Sabtu, 18 Oktober 2031
Yang Tinggal Ketika yang Lain Pergi
Dengarlah keluhan Paulus dari penjara: Demas pergi karena mencintai dunia, Kreskes ke Galatia, Titus ke Dalmatia, bahkan pada pembelaan pertama semua orang meninggalkannya. Lalu muncul satu kalimat pendek yang hangat di tengah daftar dingin itu: 'Hanya Lukas yang tinggal dengan aku.'
Hari ini pesta Santo Lukas, dan barangkali kalimat itulah potret dirinya yang paling jujur. Lukas seorang tabib. Ia tahu bahwa yang paling dibutuhkan orang sakit dan orang terpenjara bukan kata-kata hebat, melainkan kehadiran yang tidak pergi-pergi. Semua orang datang saat pesta; tabib datang saat sakit.

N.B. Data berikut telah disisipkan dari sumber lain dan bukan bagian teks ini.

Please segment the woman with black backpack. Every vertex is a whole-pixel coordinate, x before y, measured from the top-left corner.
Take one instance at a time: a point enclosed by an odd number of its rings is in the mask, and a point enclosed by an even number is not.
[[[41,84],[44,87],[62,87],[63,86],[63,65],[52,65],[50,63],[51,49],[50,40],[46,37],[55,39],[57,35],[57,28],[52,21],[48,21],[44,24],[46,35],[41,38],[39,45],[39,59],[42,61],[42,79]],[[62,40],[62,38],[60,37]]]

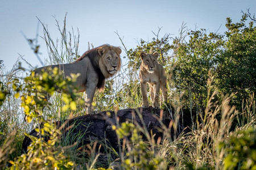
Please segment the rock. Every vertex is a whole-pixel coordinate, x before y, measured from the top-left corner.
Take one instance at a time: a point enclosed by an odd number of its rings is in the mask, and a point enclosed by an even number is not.
[[[109,113],[107,114],[107,112]],[[142,122],[138,113],[139,112],[142,113],[147,130],[148,131],[152,131],[152,134],[155,134],[154,138],[156,141],[162,136],[162,132],[158,130],[159,128],[162,128],[163,125],[169,127],[169,124],[174,116],[173,113],[170,114],[170,112],[163,112],[163,110],[152,107],[126,109],[117,111],[116,114],[119,119],[119,124],[121,124],[126,121],[137,122],[139,126],[142,126]],[[163,114],[161,114],[161,112]],[[162,124],[159,122],[159,118],[158,118],[160,117],[160,114],[164,115],[161,121]],[[183,117],[182,121],[179,121],[176,132],[175,133],[173,129],[171,131],[172,136],[175,134],[179,135],[185,127],[189,125],[191,120],[188,117],[189,116],[185,116],[185,118]],[[68,145],[77,142],[77,147],[80,148],[90,143],[92,141],[100,142],[105,141],[104,139],[106,139],[108,144],[115,150],[117,149],[117,137],[115,131],[112,130],[112,125],[117,125],[117,118],[114,111],[104,111],[94,115],[86,114],[55,123],[58,128],[65,124],[64,128],[61,129],[62,138],[65,138],[65,140],[68,141],[67,142]],[[30,134],[35,137],[38,135],[35,130],[32,130]],[[47,136],[44,137],[46,141],[47,141]],[[31,139],[25,137],[22,144],[23,151],[27,151],[27,147],[31,142]]]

Injil yang ditulisnya pun beraroma sama. Dialah yang merekam kisah orang Samaria yang murah hati, anak yang hilang, pemungut cukai yang dibenarkan. Injil yang penuh belas kasihan, ditulis oleh tangan yang terbiasa memegangi orang sakit.
Dalam Injil hari ini Yesus mengeluh: tuaian banyak, pekerja sedikit. Barangkali yang paling langka bukan pengkhotbah, melainkan orang yang mau tinggal. Menunggui yang sakit. Menemani yang sendirian. Setia saat tidak ada tepuk tangan. Bagi siapa aku bisa menjadi Lukas yang tinggal, hari ini?
Tuhan, jadikan aku sahabat yang tinggal, bukan yang pergi ketika keadaan menjadi sulit. Amin.